A special property of the ellipse is that any ray sent from a focus to the ellipse's surface will reflect back to the other focus.

So in this context, if Mr Adams sits at the other focus, sound waves from the opposition will reflect from the walls of the elliptical chamber to him.

\(\displaystyle \L c\), the distance from the origin to either foci is given by

. . . \(\displaystyle \L a^2 \, = b^2 \, + \, c^2\)

. . . or \(\displaystyle \L c = \sqrt{a^2 \, - b^2}\)

So, here we have

. . . \(\displaystyle \L c = \sqrt{48^2 \, - \, 23^2} \, = \, \sqrt{1775} \, \approx \, 42.1\)

Coordinate-wise, if the opposition is at (42.1, 0), Mr Adams should sit at (-42.1, 0)

 

[galactus]

For F, the Golden Gate problem.

You can use the formula:

\(\displaystyle y=a(x-h)^{2}+k\)

If we center the point where the cable touches the bridge on the origin. we can call that the vertex(0,0).

Since the bridge is 1280' long, it is 640' on either side of the y-axis.

Since a column is 160' high, this gives us a y coordinate.
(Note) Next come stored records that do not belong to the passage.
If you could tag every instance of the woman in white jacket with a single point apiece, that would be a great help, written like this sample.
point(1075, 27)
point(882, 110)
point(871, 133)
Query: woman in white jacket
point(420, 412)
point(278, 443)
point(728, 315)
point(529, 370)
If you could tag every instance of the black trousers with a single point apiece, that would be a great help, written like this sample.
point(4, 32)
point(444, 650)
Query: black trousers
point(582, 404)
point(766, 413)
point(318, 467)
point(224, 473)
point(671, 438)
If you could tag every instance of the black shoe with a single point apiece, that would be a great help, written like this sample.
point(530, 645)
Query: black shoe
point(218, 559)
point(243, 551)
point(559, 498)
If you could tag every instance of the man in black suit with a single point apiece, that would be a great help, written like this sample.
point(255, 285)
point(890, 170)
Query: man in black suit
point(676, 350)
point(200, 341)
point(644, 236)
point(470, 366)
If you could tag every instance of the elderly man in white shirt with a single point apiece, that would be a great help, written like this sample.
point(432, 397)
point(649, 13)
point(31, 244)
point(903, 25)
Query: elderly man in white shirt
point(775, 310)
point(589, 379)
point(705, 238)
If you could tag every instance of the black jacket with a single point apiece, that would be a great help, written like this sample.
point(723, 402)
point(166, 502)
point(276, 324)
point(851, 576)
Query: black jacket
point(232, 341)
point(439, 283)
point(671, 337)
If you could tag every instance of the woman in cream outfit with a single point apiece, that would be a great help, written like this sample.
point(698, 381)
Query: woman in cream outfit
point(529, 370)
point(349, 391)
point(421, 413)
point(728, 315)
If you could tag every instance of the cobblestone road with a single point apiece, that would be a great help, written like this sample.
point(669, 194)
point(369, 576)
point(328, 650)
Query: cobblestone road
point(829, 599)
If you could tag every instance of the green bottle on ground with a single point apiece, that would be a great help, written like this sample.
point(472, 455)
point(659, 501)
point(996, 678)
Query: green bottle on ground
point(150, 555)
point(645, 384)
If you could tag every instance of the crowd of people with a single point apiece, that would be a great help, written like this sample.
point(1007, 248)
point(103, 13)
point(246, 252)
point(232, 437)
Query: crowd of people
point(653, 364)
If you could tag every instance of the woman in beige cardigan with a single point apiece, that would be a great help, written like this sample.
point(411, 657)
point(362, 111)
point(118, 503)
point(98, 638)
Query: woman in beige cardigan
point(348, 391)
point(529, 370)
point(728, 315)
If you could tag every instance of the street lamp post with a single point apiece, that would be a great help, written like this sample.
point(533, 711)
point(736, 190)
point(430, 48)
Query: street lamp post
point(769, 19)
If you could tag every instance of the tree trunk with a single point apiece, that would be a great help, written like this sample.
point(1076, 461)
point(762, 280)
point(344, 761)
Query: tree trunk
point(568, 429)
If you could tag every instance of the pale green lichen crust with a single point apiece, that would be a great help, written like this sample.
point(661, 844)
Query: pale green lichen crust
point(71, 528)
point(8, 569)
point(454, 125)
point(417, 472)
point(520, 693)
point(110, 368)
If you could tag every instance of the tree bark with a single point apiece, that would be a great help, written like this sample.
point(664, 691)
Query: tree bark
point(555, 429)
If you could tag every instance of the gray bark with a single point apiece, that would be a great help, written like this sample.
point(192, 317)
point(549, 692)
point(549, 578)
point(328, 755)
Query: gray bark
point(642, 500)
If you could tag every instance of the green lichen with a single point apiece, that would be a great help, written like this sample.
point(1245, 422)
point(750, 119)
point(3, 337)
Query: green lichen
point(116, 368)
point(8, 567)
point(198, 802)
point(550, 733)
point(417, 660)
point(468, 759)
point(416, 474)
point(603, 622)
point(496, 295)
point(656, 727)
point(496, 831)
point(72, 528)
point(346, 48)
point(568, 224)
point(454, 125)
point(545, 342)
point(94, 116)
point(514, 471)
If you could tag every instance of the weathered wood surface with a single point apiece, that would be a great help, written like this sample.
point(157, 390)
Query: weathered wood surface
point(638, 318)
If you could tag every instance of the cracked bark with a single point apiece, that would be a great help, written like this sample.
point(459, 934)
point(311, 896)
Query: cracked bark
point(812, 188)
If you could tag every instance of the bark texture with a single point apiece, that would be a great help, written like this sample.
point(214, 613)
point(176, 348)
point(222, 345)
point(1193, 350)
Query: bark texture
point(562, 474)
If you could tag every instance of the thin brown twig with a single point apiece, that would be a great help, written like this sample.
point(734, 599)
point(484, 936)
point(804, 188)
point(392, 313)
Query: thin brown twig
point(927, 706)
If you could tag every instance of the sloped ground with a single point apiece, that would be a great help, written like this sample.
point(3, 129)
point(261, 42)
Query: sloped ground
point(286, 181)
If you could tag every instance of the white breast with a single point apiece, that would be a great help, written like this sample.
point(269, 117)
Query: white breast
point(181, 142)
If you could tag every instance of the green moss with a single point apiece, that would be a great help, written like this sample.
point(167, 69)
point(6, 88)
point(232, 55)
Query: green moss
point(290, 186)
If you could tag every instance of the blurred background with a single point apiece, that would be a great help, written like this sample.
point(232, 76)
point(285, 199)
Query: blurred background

So, we have a point on the parabola with coordinate (640,160).

Using the formula, we first find 'a':

\(\displaystyle 160=a(640-0)^{2}+0\)

\(\displaystyle \frac{160}{640^{2}}=\frac{1}{2560}=a\)

So, the parabola equation is:

\(\displaystyle y=\frac{1}{2560}x^{2}\)

Since we want the height 200 m from a tower, we must subtract from 640. So x=440.

\(\displaystyle \frac{1}{2560}(440)^{2}=\frac{605}{8}=75.625\) meters


For G:

Find an equation for the ellipse:

Since the road is 40 feet wide, it is 20 feet on either side of the y-axis.

The height is 10', therefore, the equation of the ellipse is:

\(\displaystyle \frac{x^{2}}{(20)^{2}}+\frac{y^{2}}{(10)^{2}}=1\)

\(\displaystyle \frac{x^{2}}{400}+\frac{y^{2}}{100}=1\)

Use your x and y values for the truck to see if it can pass through or not.

 

[mmm4444bot]

Uh, I relly don't know how you guys work

Please see the post titled "Read Before Posting" for general guidance on how to ask for help here; in particular, please start a new thread for each exercise.

Cheers ~ Mark :cool:

 

[guitarguy]

For part C of your question.

The cross section of a parabolic antenna will trace out the curve x^2/4f where f is the focus which you are given. If you graph the function with the y-axis as the depth of the antenna for the given value of x.

Keep plugging these problems are tough. Write if you need more help.